The user facing api, especially the free functions, discussed in this doc are based on some global configurations. e.g. multiprocessing options, timeouts, LeafHandlerRegistry etc. These global configurations are called Context and are implemented as a context manager. The Orbax operations discussed above can be invoked within a context manager to customize their behavior with given configuration.

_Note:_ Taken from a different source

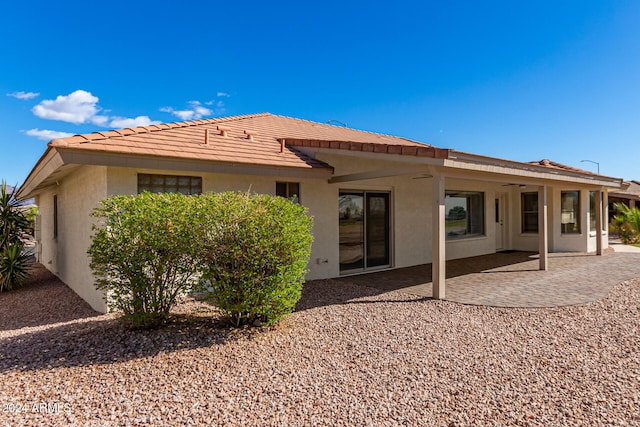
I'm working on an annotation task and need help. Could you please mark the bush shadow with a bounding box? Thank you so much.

“Checkpointable” remains a key concept in the V1 API. A “checkpointable” refers to a logical piece of the checkpoint that is distinct in some way from other pieces. Checkpointables are separable; they may or may not be loaded concurrently and some may be omitted from the checkpoint entirely. Checkpointables are often represented by different types, and have different representations on disk. The quintessential example is model params vs. dataset.

Different checkpointables are handled by CheckpointableHandler implementations. These provide the logic for saving and loading particular objects, and also identify which objects they are capable of processing. For user convenience, a Checkpointable interface is also provided, which allows tightly coupling checkpointing logic to a specific object. While less flexible than the CheckpointableHandler, it is also more intuitive and we intend to expose it as the main interface for checkpointable customization.

The lowest-level user-accessible abstraction is the LeafHandler, which deals specifically with processing individual leaves of a PyTree. Implementing and registering a subclass of this object allows storing custom leaves in a PyTree.

Free Functions

Free functions serve as the primary entry point for users.

Checkpointable = Any

### SAVING ###

def save_pytree(
    directory: PathLike,
    pytree: PyTree,
    *,
    partial_update: bool = False,
    force: bool = False,
    handler: Type[CheckpointableHandler] = PyTreeHandler,
):
  …

def save_pytree_async(...) -> AsyncResponse[None]:
  …

def save_checkpointables(
    directory: PathLike,
    checkpointables: dict[str, Checkpointable],
    *,
    force: bool = False,
):
  …

def save_checkpointables_async(...) -> AsyncResponse[None]:
  …

### LOADING ###

def load_pytree(
    directory: PathLike,
    abstract_pytree: PyTree | None = None,
    *,
    partial_load: bool = False,
) -> PyTree:
  …

def load_pytree_async(...) -> AsyncResponse[PyTree]:
  …

def load_checkpointables(
    directory: PathLike,
    abstract_checkpointables: dict[str, Checkpointable] | None = None,
) -> dict[str, Checkpointable]:
  …

def load_checkpointables_async(...) -> AsyncResponse[dict[str, Checkpointable]]:
  …

def metadata(directory: PathLike) -> CheckpointMetadata:
  …

### MODEL SURGERY ###

def load_and_transform(
    directories: Sequence[PathLike],
    abstract_pytree: PyTree,
    transform_fn: TransformFn,
) -> PyTree:
  …

Futures vs. wait_until_finished

Currently async saving in Orbax does not return futures to the user, but instead relies on a wait_until_finished method for the user to block on the result of the save. However, it makes sense to abandon this model for a few reasons.

First, in the typical training checkpointing use case, users rarely block on the result of save, and only do so before exiting the program, typically. They rely on the library itself to block if a save is already ongoing when they try to save again.

Second, the use of context managers makes both futures and wait_until_finished unnecessary in many cases, as exiting the context automatically waits. This use case may be more common for small-scale experimentation, or one-off PyTree writes.

Third, and most importantly, the introduction of async_load does not really have a viable alternative for providing its result to the user other than via a future. The benefits of aligning the APIs of save_async and async_load outweigh any other potential arguments, in my view.

Further note that we should aim to move away from the “Future” terminology. Despite its superficial familiarity to many users, this fact can create confusion with the other Future implementations.

Instead we will opt for a construct like AsyncResponse. This is a simple container class that is returned by asynchronous APIs. It contains a method like result that allows blocking on the save/load operation and retrieving the operation result. In this respect, it is similar to ocp.Future in the current codebase.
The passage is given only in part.